Bifurcation of a composite laminate plate modeled with von-Kármán theory

This demo is implemented in the single Python file demo_von-karman-composite.py.

This demo program solves the von-Kármán equations for an elliptic composite plate with a lenticular cross section free on the boundary. The plate is heated, causing it to bifurcate. Bifurcation occurs with a striking shape transition: before the critical threshold the plate assumes a cup-shaped configurations (left); above it tends to a cylindrical shape (right).

../../_images/configurations.png

An analytical solution can be computed using the procedure outlined in the paper [Maurini].

[Maurini](1, 2) A. Fernandes, C. Maurini, S. Vidoli, “Multiparameter actuation for shape control of bistable composite plates.” International Journal of Solids and Structures. Vol. 47. Pages 1449-145., 2010.

The standard von-Kármán theory gives rise to a fourth-order PDE which requires the transverse displacement field \(w\) to be sought in the space \(H^2(\Omega)\). We relax this requirement in the same manner as the Kirchoff-Love plate theory can be relaxed to the Reissner-Mindlin theory. Accordingly, we seek a transverse displacement field \(w\) in \(H^1(\Omega)\) and a rotation field \(\theta\) in \([H^2(\Omega)]^2\). To alleviate the resulting shear-locking issue we then apply the Durán-Liberman reduction operator.

To follow this demo you should know how to:

  • Define a MixedElement and a FunctionSpace from it.
  • Define the Durán-Liberman (MITC) reduction operator using UFL. This procedure eliminates the shear-locking problem.
  • Write variational forms using the Unified Form Language.
  • Use the fenics-shell function laminate() to compute the stiffness matrices.
  • Automatically derive Jacobian and residuals using derivative().
  • Apply Dirichlet boundary conditions using DirichletBC and apply().
  • Assemble forms using assemble().
  • Solve linear systems using LUSolver.
  • Output data to XDMF files with XDMFFile.

This demo then illustrates how to:

  • Define the Reissner-Mindlin-von-Kármán plate equations using UFL.
  • Use the ProjectedNonlinearSolver class to drive the solution of a non-linear problem with projected variables.
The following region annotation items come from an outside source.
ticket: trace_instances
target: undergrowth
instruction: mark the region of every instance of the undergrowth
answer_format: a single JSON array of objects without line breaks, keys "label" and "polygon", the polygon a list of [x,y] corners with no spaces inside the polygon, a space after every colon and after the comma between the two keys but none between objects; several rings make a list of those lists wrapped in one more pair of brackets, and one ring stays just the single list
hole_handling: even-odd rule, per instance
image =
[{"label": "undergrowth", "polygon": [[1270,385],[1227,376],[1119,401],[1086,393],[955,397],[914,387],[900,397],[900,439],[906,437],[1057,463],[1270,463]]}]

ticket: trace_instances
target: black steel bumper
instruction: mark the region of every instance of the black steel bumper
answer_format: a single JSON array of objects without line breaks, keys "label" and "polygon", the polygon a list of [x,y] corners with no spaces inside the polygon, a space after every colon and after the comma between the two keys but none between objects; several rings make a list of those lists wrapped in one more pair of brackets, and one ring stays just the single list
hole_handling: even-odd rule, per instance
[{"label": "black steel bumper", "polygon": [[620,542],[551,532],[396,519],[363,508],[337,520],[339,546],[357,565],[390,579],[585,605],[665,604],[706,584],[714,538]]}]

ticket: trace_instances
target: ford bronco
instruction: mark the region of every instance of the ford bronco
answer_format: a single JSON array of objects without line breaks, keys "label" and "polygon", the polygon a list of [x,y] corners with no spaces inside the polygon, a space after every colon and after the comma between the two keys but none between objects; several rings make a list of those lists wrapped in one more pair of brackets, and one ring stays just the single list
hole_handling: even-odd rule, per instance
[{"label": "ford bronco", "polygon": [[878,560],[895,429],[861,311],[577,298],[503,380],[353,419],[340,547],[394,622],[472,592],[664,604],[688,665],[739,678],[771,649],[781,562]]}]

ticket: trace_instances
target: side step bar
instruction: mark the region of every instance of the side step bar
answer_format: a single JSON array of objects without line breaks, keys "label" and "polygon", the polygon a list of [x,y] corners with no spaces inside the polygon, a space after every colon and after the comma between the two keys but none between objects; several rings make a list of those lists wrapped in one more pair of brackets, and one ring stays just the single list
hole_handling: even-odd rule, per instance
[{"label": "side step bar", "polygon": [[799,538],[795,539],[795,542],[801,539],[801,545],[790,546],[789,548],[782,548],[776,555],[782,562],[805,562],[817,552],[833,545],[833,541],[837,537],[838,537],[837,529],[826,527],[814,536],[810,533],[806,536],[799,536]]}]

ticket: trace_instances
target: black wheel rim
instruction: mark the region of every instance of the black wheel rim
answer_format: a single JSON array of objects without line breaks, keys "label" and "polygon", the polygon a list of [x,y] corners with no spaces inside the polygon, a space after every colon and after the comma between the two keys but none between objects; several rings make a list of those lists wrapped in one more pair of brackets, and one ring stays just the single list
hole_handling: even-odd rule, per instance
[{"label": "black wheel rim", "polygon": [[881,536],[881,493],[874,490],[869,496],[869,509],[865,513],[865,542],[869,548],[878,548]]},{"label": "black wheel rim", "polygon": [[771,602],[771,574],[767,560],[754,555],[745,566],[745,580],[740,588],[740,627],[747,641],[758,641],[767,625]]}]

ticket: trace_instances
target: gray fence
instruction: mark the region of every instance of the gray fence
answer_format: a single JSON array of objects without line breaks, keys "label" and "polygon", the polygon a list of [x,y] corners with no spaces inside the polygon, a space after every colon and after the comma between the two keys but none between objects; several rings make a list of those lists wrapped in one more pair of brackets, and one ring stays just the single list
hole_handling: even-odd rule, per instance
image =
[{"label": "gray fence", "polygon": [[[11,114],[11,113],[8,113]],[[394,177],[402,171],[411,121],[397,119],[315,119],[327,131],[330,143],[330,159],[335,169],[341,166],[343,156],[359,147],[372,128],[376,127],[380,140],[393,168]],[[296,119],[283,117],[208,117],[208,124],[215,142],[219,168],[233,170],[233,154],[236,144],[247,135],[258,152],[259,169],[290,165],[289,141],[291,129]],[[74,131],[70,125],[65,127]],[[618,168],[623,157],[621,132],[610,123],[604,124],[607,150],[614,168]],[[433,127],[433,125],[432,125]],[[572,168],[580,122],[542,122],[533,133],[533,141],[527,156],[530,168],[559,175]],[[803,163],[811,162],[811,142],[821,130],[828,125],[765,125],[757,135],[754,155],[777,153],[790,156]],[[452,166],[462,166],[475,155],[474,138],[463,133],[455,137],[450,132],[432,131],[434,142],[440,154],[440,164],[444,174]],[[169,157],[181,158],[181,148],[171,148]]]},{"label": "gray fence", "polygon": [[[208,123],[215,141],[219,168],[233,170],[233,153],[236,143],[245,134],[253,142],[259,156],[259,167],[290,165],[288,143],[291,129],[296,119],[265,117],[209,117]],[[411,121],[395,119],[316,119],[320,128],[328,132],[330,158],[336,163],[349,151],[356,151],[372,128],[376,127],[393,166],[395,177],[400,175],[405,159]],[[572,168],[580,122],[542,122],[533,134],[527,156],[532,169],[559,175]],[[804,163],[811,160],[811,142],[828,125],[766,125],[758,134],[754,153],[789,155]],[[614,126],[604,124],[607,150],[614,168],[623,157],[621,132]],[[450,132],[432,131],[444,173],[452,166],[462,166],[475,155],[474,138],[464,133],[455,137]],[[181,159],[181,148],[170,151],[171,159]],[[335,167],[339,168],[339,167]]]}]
We begin by setting up our Python environment with the required modules::

from dolfin import *
from ufl import RestrictedElement

from fenics_shells import *
import numpy as np

try:
   import matplotlib.pyplot as plt
except ImportError:
   raise ImportError("matplotlib is required to run this demo.")

try:
   import mshr
except ImportError:
   raise ImportError("mshr is required to run this demo.")

The mid-plane of the plate is an elliptic domain with semi-axes \(a = 1\) and \(b = 0.5\). We generate a mesh of the domain using the package mshr:

a_rad = 1.0
b_rad = 0.5
n_div = 30

centre = Point(0.,0.)

geom = mshr.Ellipse(centre, a_rad, b_rad)
mesh = mshr.generate_mesh(geom, n_div)

The lenticular thinning of the plate can be modelled directly through the thickness parameter in the plate model:

h = interpolate(Expression('t0*(1.0 - (x[0]*x[0])/(a*a) - (x[1]*x[1])/(b*b))', t0=1E-2, a=a_rad, b=b_rad, degree=2), FunctionSpace(mesh, 'CG', 2))

We assume the plate is a composite laminate with 8-layer stacking sequence:

\[[45^\circ,-45^\circ,-45^\circ,45^\circ,-45^\circ,45^\circ,45^\circ,-45^\circ]\]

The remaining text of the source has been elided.